Orejuela: expeditivo (1 punto).

Ibarra: con los precios altos (3 puntos).

Martínez: hizo olvidar a Holguer Quiñonez (2 puntos).

Gómez Bolaños: creador de personajes entrañables, quienes lo conocieron dan fe de que era medio sor… parco (2 puntos).

Caicedo: gran partido (4 puntos).

Ingresaron:

Caicedo: gran partido (4 puntos).

Casales: si con un Casal es bravo, imagínese con varios (1 punto).

Ayoví: fue lo que dijo Gustavo Méndez, bla bla. (2 puntos).

DT Polo Quinteros: en el mejor de los recuerdos del hincha de la calle Chucarro (2 puntos)

URUGUAY

Musleras: estaba visto: le patearon al arco, y perdió el invicto. Sin responsabilidad en el gol (2 puntos).

Mono Pereiras: es el jugador con más partidos con la camiseta celeste. Tabárez lo ama. Mas yo no me olvido que erró un penal ante Ghana (3 puntos).

Coates: anotó un gol con la entrepierna, algo que Juan Ramón hacía aunque con mayor vehemencia, y de todos los sectores (2 puntos).

Godín: más preocupado por reivindicar sus derechos que por frenar a Caicedo (2 puntos).
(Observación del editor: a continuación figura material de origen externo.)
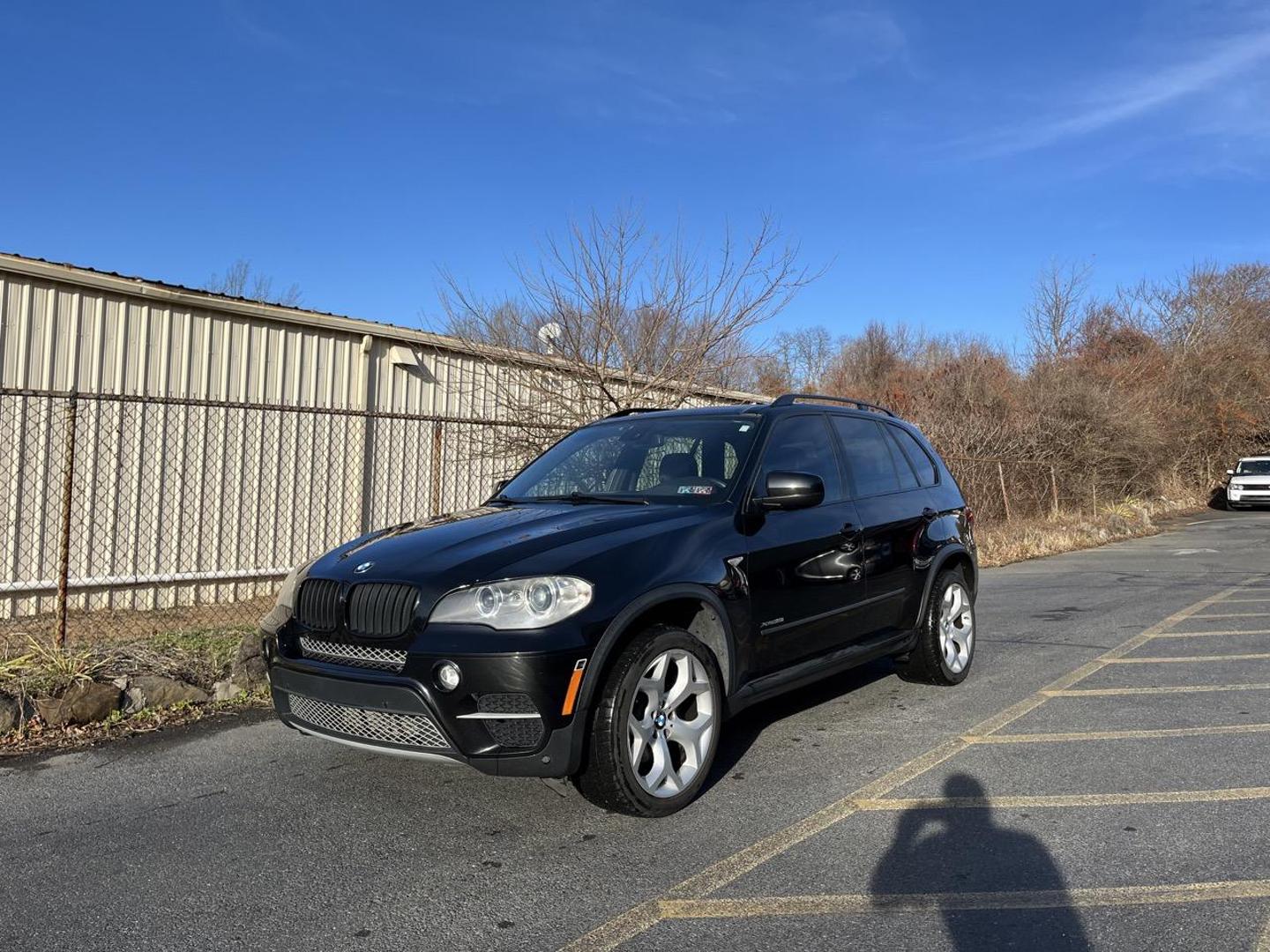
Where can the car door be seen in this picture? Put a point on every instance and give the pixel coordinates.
(803, 565)
(893, 508)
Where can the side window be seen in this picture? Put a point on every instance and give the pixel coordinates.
(869, 456)
(802, 444)
(917, 456)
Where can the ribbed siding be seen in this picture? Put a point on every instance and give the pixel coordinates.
(318, 605)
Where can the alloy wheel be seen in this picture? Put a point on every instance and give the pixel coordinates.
(671, 724)
(957, 628)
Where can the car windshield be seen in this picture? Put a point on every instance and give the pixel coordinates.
(684, 460)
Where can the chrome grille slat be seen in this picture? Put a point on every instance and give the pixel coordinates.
(365, 724)
(358, 655)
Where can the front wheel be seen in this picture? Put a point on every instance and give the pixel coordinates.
(654, 727)
(945, 640)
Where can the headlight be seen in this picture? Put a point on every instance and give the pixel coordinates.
(516, 603)
(288, 593)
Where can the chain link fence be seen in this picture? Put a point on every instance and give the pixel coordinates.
(127, 517)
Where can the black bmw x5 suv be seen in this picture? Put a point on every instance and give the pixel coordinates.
(644, 579)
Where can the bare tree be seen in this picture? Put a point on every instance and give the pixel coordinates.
(612, 316)
(239, 280)
(1056, 311)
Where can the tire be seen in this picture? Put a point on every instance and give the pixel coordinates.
(654, 770)
(945, 640)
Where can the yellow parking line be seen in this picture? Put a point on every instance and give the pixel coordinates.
(855, 904)
(1209, 634)
(1119, 735)
(1229, 614)
(644, 915)
(1192, 658)
(1057, 800)
(1168, 689)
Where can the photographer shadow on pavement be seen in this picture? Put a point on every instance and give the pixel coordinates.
(960, 850)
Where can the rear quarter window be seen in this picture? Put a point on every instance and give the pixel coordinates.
(923, 464)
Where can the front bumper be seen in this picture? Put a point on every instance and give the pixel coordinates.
(1237, 494)
(505, 718)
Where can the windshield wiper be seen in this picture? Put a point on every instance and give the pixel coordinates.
(594, 498)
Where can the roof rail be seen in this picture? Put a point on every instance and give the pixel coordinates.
(788, 398)
(631, 410)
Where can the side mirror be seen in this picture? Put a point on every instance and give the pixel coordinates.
(791, 490)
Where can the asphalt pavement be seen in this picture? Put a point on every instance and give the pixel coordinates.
(1100, 781)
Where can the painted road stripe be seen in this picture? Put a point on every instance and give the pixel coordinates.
(1209, 634)
(1169, 689)
(1229, 614)
(1119, 735)
(1192, 658)
(1057, 800)
(855, 904)
(639, 918)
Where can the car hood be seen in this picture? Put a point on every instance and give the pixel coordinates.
(490, 542)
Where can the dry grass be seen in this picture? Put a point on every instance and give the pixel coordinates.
(36, 738)
(1004, 542)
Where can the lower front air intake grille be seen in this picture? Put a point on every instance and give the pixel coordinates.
(375, 726)
(521, 730)
(380, 659)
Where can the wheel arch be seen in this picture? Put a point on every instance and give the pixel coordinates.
(947, 557)
(695, 608)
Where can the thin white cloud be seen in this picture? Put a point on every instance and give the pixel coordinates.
(1137, 97)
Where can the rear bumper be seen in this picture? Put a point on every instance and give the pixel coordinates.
(407, 716)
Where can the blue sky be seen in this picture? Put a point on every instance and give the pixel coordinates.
(935, 155)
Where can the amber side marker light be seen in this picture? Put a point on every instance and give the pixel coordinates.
(571, 695)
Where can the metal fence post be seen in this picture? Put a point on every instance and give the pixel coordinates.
(64, 555)
(1005, 495)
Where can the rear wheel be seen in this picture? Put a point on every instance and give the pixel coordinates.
(654, 727)
(945, 640)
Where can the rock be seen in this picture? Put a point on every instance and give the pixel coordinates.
(156, 691)
(84, 703)
(249, 669)
(227, 689)
(11, 714)
(133, 701)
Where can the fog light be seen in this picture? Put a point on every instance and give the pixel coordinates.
(447, 675)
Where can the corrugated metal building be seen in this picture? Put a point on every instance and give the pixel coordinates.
(213, 441)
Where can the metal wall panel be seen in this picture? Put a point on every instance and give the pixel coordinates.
(300, 430)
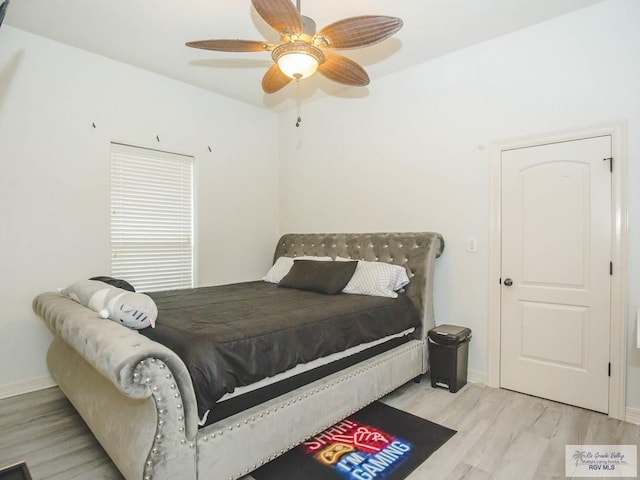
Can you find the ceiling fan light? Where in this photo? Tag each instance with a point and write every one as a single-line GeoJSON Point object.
{"type": "Point", "coordinates": [298, 60]}
{"type": "Point", "coordinates": [297, 65]}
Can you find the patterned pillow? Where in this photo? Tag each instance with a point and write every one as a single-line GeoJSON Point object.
{"type": "Point", "coordinates": [377, 279]}
{"type": "Point", "coordinates": [284, 264]}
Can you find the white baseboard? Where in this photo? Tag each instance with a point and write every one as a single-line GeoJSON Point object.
{"type": "Point", "coordinates": [476, 377]}
{"type": "Point", "coordinates": [633, 415]}
{"type": "Point", "coordinates": [27, 386]}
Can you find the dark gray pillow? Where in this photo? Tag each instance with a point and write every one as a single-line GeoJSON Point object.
{"type": "Point", "coordinates": [322, 277]}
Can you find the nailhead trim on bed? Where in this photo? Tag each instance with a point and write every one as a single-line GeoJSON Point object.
{"type": "Point", "coordinates": [300, 399]}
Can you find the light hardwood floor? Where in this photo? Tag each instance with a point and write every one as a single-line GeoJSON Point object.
{"type": "Point", "coordinates": [501, 435]}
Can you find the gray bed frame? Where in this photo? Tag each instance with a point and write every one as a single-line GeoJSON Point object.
{"type": "Point", "coordinates": [137, 398]}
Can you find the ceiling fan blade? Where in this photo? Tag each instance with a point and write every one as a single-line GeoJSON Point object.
{"type": "Point", "coordinates": [232, 45]}
{"type": "Point", "coordinates": [3, 9]}
{"type": "Point", "coordinates": [343, 70]}
{"type": "Point", "coordinates": [357, 32]}
{"type": "Point", "coordinates": [281, 15]}
{"type": "Point", "coordinates": [274, 80]}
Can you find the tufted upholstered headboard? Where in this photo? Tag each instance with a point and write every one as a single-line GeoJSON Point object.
{"type": "Point", "coordinates": [415, 251]}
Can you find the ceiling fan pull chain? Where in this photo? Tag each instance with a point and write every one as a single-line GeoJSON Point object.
{"type": "Point", "coordinates": [298, 102]}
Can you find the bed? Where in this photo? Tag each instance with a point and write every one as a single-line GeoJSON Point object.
{"type": "Point", "coordinates": [138, 398]}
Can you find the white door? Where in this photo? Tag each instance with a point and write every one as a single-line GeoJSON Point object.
{"type": "Point", "coordinates": [556, 253]}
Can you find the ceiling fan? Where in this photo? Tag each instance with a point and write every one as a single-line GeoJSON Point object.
{"type": "Point", "coordinates": [302, 50]}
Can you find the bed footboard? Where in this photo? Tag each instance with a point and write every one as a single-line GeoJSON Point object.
{"type": "Point", "coordinates": [233, 447]}
{"type": "Point", "coordinates": [134, 394]}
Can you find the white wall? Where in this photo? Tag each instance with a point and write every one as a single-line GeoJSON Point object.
{"type": "Point", "coordinates": [412, 154]}
{"type": "Point", "coordinates": [54, 179]}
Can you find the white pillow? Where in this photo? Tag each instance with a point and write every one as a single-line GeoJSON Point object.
{"type": "Point", "coordinates": [378, 279]}
{"type": "Point", "coordinates": [283, 264]}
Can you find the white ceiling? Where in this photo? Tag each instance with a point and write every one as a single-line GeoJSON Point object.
{"type": "Point", "coordinates": [151, 34]}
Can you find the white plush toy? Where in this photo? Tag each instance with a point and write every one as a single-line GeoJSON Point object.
{"type": "Point", "coordinates": [131, 309]}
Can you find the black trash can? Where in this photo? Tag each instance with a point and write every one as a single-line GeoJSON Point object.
{"type": "Point", "coordinates": [448, 356]}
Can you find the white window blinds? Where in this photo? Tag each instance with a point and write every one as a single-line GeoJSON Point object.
{"type": "Point", "coordinates": [151, 218]}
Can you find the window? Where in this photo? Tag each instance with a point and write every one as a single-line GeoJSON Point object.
{"type": "Point", "coordinates": [151, 218]}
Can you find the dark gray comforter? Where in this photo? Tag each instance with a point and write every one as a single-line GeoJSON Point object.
{"type": "Point", "coordinates": [234, 335]}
Silvas: hacía un mes que no jugaba, y con razón (1 punto).

Cacha: correcto (1 punto).

Sánchez: no estuvo fino con la pelota quieta, imaginesé con la pelota movida (2 puntos).

Vecino: tiene cosas de Pogba. El pasaporte comunitario, y una camiseta que intercambió con el Diente López en la final del Mundial Sub 20, y que el Diente le dio a Vecino a cambio de un tubo de Kolynos (2 puntos).

Rolan: jugaba como el o… no de la mejor manera, hasta que anotó un gol, lo cual levanta su puntaje (0 punto).

Stuani: entre el físico y el apellido, muchos creyeron que era Cavani, hasta que entró en contacto con el balón (2 puntos).

Suárez: basta de los amigos de Messi (4 puntos).

Ingresaron:

Gastón: tuvo un tiro libre, sacudió su zurda mágica, y la mandó a la mierda (0 punto).

Corujo: comparte apodo con Sosa y Gelblung (1 punto).

Tercer cambio de Tabárez: no fue de la partida (3 puntos).

Tabárez: dio la conferencia con ropa con logos, síntoma de que el grupo no está todo lo unido que nos quieren hacer creer.